Nous allons y suivre le destin de la jeune Hsiao-yang (Lin Yang) et de
sa famille. Dès la scène d'ouverture, les images et la voix-off de la
jeune fille dresse le passé douloureux (la mort de la mère) et même le
futur funeste (l'annonce de la fermeture du restaurant du frère) de la
famille. Hou Hsiao-hsien construit une dichotomie entre cette cellule
familiale et le monde extérieur. On retrouve ce leitmotiv d'un plan
iconique signifiant la douceur de ce foyer avec cette image de
l'embrasure d'une porte donnant sur une table de salle à manger, où l'on
fait ses devoirs, mange, discute et qui en arrière-plan donne sur un
extérieur où défilent d'autres personnalités chaleureuses comme le
truculent grand-père (Li Tianlu qui retrouve un rôle proche de Poussière dans le vent).
C'est l'espace où l'on vient se réfugier après les mésaventures à
l'extérieur (y compris sous forme de rêve), celui où on laisse sa pensée
divaguer (Lin Hsiao-yang écoutant son walkman dans sa chambre) et qui
réserve les petits instants complices et taquins entre la grande et la
petite sœur.
L'extérieur est synonyme d'hédonisme, de tentation mais
aussi de danger. Hou Hsiao-hsien observe une jeunesse en avide de
sensations et évoluant dans une Taipei nocturne grouillante et illuminée
de néons, aux lieux de plaisirs multiples avec ses boites de nuits
bouillantes. Cet ancrage dans le présent se ressent particulièrement
dans ces moment-là, de manière intra diégétique (la bande-son gorgés de
tubes anglo-saxon contemporains, les personnages allant voir Chambre avec vue
(1986) de James Ivory au cinéma) et extra diégétique puisque l'actrice
Lin Yang est une star de la pop taïwanaise du l'époque. Cette quête
d'adrénaline pousse également ces jeunes gens vers la délinquance et ces
risques. La tranquillité du foyer et le confort matériel ne suffit pas
au grand frère Hsiao-fang (Jack Kao) comme à son ami Ah-sang (Fan Yang)
qui se placent dans des situations périlleuses, comme si le menace son
excitation était une façon de se sentir en vivant en fin de compte.
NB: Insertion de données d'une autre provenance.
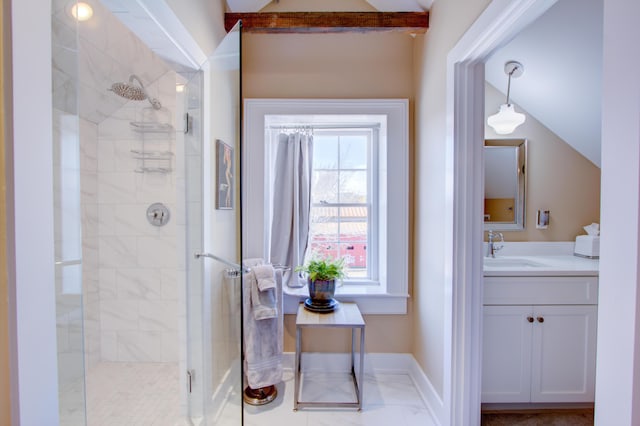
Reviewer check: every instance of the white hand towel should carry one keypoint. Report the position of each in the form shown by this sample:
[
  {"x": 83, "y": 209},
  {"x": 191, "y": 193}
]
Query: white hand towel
[
  {"x": 263, "y": 339},
  {"x": 263, "y": 303},
  {"x": 265, "y": 276}
]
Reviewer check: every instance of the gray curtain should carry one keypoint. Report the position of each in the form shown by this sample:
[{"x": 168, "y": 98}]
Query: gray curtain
[{"x": 291, "y": 202}]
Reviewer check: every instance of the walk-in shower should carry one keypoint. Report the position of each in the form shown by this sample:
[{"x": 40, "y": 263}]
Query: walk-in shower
[
  {"x": 147, "y": 334},
  {"x": 134, "y": 92}
]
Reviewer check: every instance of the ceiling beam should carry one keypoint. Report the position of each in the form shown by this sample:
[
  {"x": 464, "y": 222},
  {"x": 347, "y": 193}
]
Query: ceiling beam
[{"x": 328, "y": 22}]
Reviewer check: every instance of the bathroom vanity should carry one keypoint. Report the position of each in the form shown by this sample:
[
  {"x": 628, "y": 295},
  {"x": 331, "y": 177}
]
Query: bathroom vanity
[{"x": 539, "y": 329}]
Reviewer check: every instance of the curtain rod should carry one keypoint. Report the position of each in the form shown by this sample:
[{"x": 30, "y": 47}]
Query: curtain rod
[{"x": 325, "y": 126}]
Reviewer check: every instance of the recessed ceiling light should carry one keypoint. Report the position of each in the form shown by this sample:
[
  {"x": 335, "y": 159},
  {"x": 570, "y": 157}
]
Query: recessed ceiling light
[{"x": 81, "y": 11}]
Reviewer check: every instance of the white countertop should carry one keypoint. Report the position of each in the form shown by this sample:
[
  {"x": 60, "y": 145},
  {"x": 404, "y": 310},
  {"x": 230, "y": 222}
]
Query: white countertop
[{"x": 540, "y": 265}]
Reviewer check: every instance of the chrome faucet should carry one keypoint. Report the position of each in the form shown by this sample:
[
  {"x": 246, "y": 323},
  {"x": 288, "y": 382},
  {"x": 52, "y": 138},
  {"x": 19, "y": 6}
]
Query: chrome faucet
[{"x": 492, "y": 247}]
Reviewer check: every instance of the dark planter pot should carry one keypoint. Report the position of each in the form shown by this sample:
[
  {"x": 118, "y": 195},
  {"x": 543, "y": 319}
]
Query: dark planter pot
[{"x": 322, "y": 292}]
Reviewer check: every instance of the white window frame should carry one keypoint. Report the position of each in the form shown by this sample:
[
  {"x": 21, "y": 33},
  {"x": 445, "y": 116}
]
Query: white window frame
[{"x": 390, "y": 297}]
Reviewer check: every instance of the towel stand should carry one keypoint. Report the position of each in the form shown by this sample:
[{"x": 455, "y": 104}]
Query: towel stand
[{"x": 260, "y": 396}]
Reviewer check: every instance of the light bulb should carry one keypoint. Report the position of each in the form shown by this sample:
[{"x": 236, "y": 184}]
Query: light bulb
[{"x": 506, "y": 120}]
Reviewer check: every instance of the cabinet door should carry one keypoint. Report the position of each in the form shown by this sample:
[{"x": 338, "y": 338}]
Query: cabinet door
[
  {"x": 564, "y": 347},
  {"x": 506, "y": 353}
]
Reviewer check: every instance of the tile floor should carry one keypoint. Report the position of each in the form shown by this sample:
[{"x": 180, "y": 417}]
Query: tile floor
[
  {"x": 147, "y": 394},
  {"x": 389, "y": 399}
]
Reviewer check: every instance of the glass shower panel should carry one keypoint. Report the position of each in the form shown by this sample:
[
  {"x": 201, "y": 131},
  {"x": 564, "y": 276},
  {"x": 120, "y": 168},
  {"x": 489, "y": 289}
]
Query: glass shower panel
[
  {"x": 68, "y": 168},
  {"x": 214, "y": 372}
]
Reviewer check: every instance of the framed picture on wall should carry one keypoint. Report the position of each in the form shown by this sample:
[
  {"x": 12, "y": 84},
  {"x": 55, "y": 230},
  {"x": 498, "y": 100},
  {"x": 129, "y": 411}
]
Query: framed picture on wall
[{"x": 224, "y": 176}]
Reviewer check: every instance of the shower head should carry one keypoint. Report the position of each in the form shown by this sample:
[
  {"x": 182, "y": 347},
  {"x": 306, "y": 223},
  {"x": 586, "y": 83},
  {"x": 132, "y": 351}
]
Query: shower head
[{"x": 134, "y": 92}]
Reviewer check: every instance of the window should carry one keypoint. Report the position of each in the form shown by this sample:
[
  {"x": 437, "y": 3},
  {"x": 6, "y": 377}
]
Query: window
[
  {"x": 344, "y": 200},
  {"x": 360, "y": 191}
]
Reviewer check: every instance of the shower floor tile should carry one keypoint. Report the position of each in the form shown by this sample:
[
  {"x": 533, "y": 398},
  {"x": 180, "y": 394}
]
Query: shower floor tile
[{"x": 133, "y": 394}]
La force du film est de ne pas expliciter ces écarts, de laisser leurs
raisons sous-jacente (le conflit avec le père, une expérience
douloureuse d'exil aux Etats-Unis) et de ne faire reposer cette fuite en
avant que sur un mal existentiel dégagé par les visages juvéniles et
taciturnes des personnages. Cette mélancolie fonctionne dans l'errance
urbaine et les vues splendides de Taipei by night,
et mêmes les instants de d'insouciance se teinte des angoisses du
contexte socio-politique (le professeur dénoncé pour ses idées et forcé à
partir). Il n'y a pas ici le côté ample des précédents films, c'est une
photographie immédiate et moderne où Hou Hsiao-hsien fait pourtant
peser le même poids d'inéluctable sans l'idéalisation du souvenir.